Je déclare de plus que l'ordre des temps, ou la disposition des faits, qui coûtent plus à l'écrivain qu'ils ne divertissent le lecteur, ne m'embarrasseront guère dans l'arrangement de ces mémoires.

Dans le dessein de donner une idée de celui pour qui j'écris les choses qui le distinguent auront place dans ces fragments selon qu'elles s'offriront à mon imagination, sans égard à leur rang.

Qu'importe, après tout, par où l'on commence un portrait, pourvu que l'assemblage des parties forme un tout qui rende parfaitement l'original? Le fameux Plutarque, qui traite ses héros comme ses lecteurs, commence la vie des uns comme bon lui semble, et promène l'attention des autres sur de curieuses antiquités ou d'agréables traités d'érudition, qui n'ont pas toujours rapport à son sujet.

7.

Démétrius le Preneur de villes n'était pas à beaucoup près si grand que son père Antigonus, à ce qu'il nous dit. En récompense il nous apprend que son père Antigonus n'était que son oncle; mais tout cela n'est qu'après avoir commencé sa vie par un abrégé de sa mort, par un sommaire de ses divers exploits, de ses bonnes et de ses mauvaises qualités, où il fait entrer le pauvre Marc-Antoine, par compassion pour toutes ses faiblesses.

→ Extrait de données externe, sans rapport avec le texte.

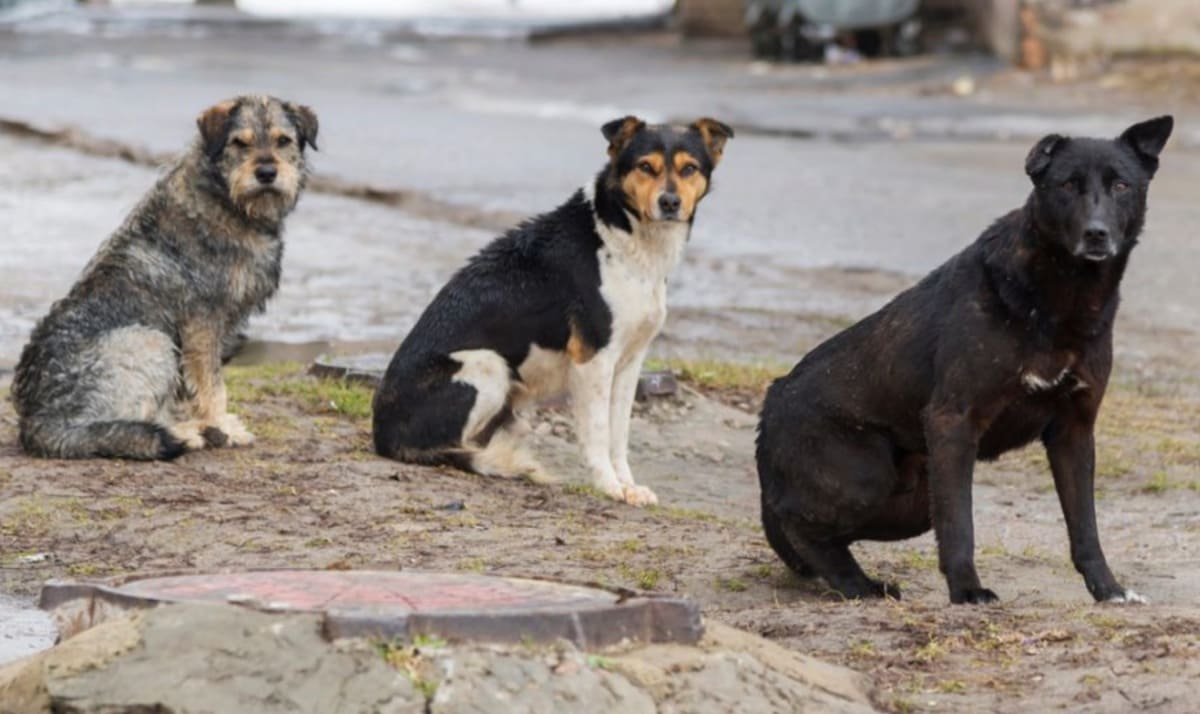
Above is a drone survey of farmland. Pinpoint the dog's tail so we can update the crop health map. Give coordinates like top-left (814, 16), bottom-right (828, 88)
top-left (20, 420), bottom-right (187, 461)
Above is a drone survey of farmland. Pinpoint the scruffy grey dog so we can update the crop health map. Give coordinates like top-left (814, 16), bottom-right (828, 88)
top-left (12, 96), bottom-right (317, 460)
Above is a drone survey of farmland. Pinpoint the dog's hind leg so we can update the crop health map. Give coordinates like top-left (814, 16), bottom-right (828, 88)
top-left (776, 520), bottom-right (900, 600)
top-left (450, 349), bottom-right (551, 482)
top-left (20, 325), bottom-right (204, 460)
top-left (762, 502), bottom-right (816, 577)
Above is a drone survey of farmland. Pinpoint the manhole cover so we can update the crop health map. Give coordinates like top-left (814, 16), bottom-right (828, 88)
top-left (40, 570), bottom-right (703, 648)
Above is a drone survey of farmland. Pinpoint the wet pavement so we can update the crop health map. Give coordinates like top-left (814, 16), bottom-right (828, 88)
top-left (0, 17), bottom-right (1200, 367)
top-left (0, 593), bottom-right (58, 666)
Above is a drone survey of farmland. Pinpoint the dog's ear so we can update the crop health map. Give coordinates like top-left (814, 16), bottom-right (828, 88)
top-left (600, 114), bottom-right (646, 158)
top-left (196, 100), bottom-right (240, 156)
top-left (1025, 134), bottom-right (1069, 182)
top-left (283, 102), bottom-right (318, 151)
top-left (1117, 114), bottom-right (1175, 175)
top-left (691, 116), bottom-right (733, 166)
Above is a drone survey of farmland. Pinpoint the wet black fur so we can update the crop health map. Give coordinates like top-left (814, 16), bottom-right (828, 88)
top-left (374, 191), bottom-right (609, 468)
top-left (373, 120), bottom-right (732, 469)
top-left (757, 118), bottom-right (1171, 602)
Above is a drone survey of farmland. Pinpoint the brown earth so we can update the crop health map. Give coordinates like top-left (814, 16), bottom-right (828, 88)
top-left (0, 355), bottom-right (1200, 712)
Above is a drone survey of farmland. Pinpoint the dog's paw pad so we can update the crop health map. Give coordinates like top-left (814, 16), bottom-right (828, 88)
top-left (1105, 590), bottom-right (1150, 605)
top-left (210, 414), bottom-right (254, 446)
top-left (169, 422), bottom-right (208, 451)
top-left (617, 486), bottom-right (659, 506)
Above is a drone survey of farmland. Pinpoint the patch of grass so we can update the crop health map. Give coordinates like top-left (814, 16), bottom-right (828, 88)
top-left (619, 538), bottom-right (642, 553)
top-left (646, 359), bottom-right (790, 394)
top-left (850, 640), bottom-right (880, 660)
top-left (617, 563), bottom-right (662, 590)
top-left (935, 679), bottom-right (967, 694)
top-left (224, 362), bottom-right (374, 420)
top-left (376, 635), bottom-right (445, 702)
top-left (716, 577), bottom-right (749, 593)
top-left (912, 637), bottom-right (949, 664)
top-left (67, 563), bottom-right (102, 577)
top-left (563, 484), bottom-right (608, 500)
top-left (1138, 472), bottom-right (1184, 494)
top-left (0, 496), bottom-right (91, 538)
top-left (647, 505), bottom-right (721, 523)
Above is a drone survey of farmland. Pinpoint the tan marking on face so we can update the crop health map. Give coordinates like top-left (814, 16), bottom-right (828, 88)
top-left (672, 151), bottom-right (708, 221)
top-left (229, 127), bottom-right (254, 146)
top-left (269, 126), bottom-right (295, 146)
top-left (566, 318), bottom-right (596, 365)
top-left (620, 151), bottom-right (667, 221)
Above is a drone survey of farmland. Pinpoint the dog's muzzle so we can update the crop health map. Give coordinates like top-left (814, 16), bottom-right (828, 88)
top-left (1075, 221), bottom-right (1117, 263)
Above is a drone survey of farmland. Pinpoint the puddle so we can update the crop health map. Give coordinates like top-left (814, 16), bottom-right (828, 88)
top-left (0, 593), bottom-right (58, 665)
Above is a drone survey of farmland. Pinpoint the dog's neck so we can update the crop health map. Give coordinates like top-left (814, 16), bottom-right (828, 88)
top-left (583, 174), bottom-right (691, 278)
top-left (986, 208), bottom-right (1129, 341)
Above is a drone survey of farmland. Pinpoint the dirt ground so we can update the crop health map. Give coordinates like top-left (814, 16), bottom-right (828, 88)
top-left (0, 350), bottom-right (1200, 712)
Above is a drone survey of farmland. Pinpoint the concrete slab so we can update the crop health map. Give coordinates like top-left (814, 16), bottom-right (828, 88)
top-left (38, 570), bottom-right (703, 648)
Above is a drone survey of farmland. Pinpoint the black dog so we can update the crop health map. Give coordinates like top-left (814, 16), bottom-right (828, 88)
top-left (757, 116), bottom-right (1174, 602)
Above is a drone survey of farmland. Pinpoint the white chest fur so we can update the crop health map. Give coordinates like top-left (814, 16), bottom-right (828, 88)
top-left (596, 214), bottom-right (691, 364)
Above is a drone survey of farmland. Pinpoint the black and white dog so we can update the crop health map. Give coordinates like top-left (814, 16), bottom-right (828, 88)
top-left (374, 116), bottom-right (733, 505)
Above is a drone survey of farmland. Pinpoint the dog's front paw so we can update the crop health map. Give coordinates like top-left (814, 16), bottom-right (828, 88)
top-left (613, 484), bottom-right (659, 506)
top-left (204, 414), bottom-right (254, 446)
top-left (168, 421), bottom-right (208, 451)
top-left (1105, 590), bottom-right (1150, 605)
top-left (950, 588), bottom-right (1000, 605)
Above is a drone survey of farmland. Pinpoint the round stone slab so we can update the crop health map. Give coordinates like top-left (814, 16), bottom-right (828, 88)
top-left (40, 570), bottom-right (703, 648)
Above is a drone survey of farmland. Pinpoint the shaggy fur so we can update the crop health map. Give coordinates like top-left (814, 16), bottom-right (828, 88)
top-left (12, 96), bottom-right (317, 460)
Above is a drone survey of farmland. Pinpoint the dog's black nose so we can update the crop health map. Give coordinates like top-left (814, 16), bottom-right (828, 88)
top-left (1084, 221), bottom-right (1109, 241)
top-left (254, 163), bottom-right (280, 184)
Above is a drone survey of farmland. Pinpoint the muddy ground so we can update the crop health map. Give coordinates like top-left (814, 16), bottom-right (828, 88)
top-left (0, 352), bottom-right (1200, 712)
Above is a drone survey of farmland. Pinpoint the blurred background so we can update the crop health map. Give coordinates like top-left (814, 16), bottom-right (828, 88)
top-left (0, 0), bottom-right (1200, 371)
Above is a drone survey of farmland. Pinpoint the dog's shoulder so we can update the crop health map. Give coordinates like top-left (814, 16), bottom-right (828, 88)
top-left (452, 191), bottom-right (601, 289)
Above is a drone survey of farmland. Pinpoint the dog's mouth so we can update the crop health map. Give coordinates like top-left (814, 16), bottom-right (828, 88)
top-left (1074, 240), bottom-right (1117, 263)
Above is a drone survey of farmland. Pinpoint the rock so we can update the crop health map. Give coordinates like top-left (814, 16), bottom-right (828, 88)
top-left (0, 605), bottom-right (874, 714)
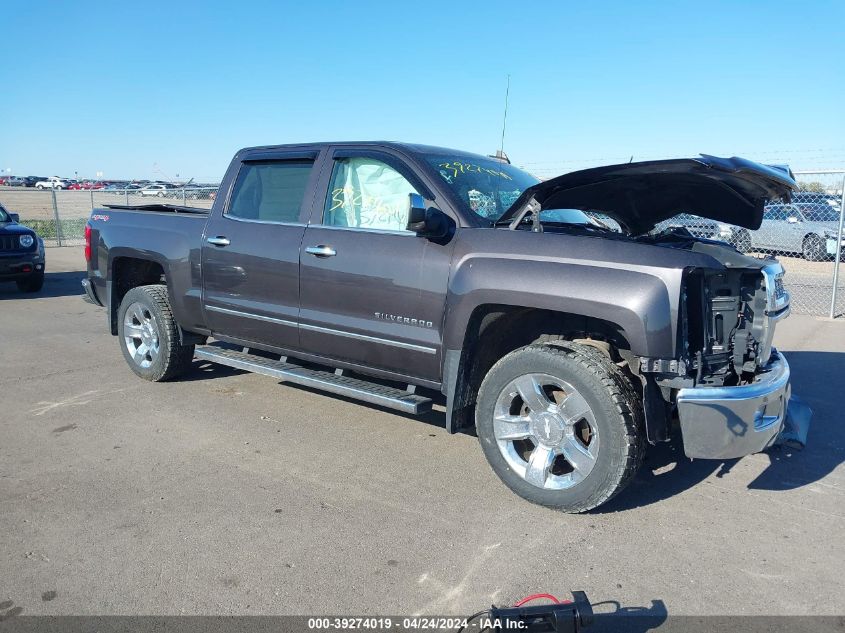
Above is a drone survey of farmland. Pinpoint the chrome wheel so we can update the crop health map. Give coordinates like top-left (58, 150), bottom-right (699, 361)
top-left (493, 374), bottom-right (599, 490)
top-left (123, 301), bottom-right (161, 369)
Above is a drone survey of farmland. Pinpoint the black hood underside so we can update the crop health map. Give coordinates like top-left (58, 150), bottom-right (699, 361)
top-left (500, 155), bottom-right (797, 235)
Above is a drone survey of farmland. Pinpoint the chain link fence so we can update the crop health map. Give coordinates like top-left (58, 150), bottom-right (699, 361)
top-left (0, 186), bottom-right (217, 246)
top-left (636, 170), bottom-right (845, 318)
top-left (0, 170), bottom-right (845, 318)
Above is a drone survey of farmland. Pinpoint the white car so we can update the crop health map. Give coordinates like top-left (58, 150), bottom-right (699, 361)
top-left (137, 183), bottom-right (175, 198)
top-left (35, 176), bottom-right (71, 189)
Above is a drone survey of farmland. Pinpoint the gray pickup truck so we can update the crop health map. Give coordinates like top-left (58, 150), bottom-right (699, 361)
top-left (83, 142), bottom-right (809, 512)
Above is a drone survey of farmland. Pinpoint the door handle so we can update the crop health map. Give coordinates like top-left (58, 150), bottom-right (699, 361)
top-left (305, 244), bottom-right (337, 257)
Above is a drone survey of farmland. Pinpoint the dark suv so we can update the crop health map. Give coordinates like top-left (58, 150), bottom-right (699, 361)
top-left (0, 205), bottom-right (44, 292)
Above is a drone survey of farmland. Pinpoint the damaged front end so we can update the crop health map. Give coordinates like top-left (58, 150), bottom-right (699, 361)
top-left (641, 260), bottom-right (812, 459)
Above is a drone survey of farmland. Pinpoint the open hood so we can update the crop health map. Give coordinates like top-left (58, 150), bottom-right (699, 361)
top-left (499, 154), bottom-right (798, 235)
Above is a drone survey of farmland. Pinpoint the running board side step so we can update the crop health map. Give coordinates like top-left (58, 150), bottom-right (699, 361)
top-left (194, 345), bottom-right (431, 415)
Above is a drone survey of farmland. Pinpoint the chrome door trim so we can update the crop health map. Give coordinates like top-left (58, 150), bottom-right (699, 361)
top-left (205, 305), bottom-right (437, 354)
top-left (305, 244), bottom-right (337, 257)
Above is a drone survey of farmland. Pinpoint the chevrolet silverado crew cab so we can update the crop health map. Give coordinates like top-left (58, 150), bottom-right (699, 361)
top-left (83, 142), bottom-right (809, 512)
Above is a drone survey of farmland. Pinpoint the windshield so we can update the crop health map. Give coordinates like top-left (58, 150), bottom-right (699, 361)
top-left (425, 154), bottom-right (608, 225)
top-left (425, 155), bottom-right (540, 222)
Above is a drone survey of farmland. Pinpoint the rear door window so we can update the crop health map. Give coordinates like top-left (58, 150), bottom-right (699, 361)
top-left (226, 160), bottom-right (314, 223)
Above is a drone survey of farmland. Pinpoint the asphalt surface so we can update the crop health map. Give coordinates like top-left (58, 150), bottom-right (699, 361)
top-left (0, 248), bottom-right (845, 615)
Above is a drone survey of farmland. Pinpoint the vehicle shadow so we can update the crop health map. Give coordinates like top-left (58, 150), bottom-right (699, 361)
top-left (0, 270), bottom-right (86, 301)
top-left (594, 351), bottom-right (845, 514)
top-left (176, 359), bottom-right (248, 382)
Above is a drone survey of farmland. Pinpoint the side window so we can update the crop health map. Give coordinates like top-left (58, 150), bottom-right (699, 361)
top-left (323, 158), bottom-right (417, 231)
top-left (226, 160), bottom-right (314, 222)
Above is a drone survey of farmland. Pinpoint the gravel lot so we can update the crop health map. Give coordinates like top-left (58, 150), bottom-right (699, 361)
top-left (0, 248), bottom-right (845, 615)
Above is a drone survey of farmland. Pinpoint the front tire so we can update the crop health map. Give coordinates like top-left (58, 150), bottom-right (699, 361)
top-left (476, 343), bottom-right (645, 512)
top-left (117, 284), bottom-right (194, 382)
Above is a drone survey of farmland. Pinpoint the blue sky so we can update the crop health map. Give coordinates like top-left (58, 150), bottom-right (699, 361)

Dans la vie de Numa Pompilius, il entre en matière par une dissertation sur son précepteur Pythagore; et comme il croit qu'on est fort en peine de savoir si c'est l'ancien philosophe, ou bien un certain Pythagore qui, après avoir gagné le prix de la course aux jeux Olympiques, vint à toutes jambes trouver Numa pour lui enseigner la philosophie et lui aider à gouverner son royaume, il se tourmente beaucoup pour éclaircir cette difficulté, qu'il laisse enfin là. Ce que j'en dis n'est pas pour reprocher quelque chose à l'historien de toute l'antiquité, auquel on doit le plus c'est seulement

pour autoriser la manière dont j'écris une vie plus extraordinaire que toutes celles qu'il nous a laissées.

Il est question de représenter un homme dont le caractère inimitable efface des défauts qu'on ne prétend point déguiser; un homme illustre par un mélange de vices et de vertus qui semblent se soutenir dans un enchaînement nécessaire, rares dans leur parfait accord, brillantes par leurs oppositions.

C'est ce relief incompréhensible qui, dans la guerre, l'amour, le jeu et les divers états d'une longue vie, a rendu le comte de Grammont l'admiration de son siècle. C'est par là qu'il a fait les délices de tous les pays où il a promené ses agréments et son inconstance; de ceux où la vivacité de son esprit a répandu de ces mots heureux qu'une approbation universelle transmet à la postérité; de tous les endroits enrichis des profusions de sa magnificence, et de ceux enfin où il a conservé la liberté de son jugement dans les périls les plus pressants, tandis que le badinage de son humeur au milieu des dangers les plus sérieux de la guerre, marquait une fermeté qui n'appartient pas à tout le monde.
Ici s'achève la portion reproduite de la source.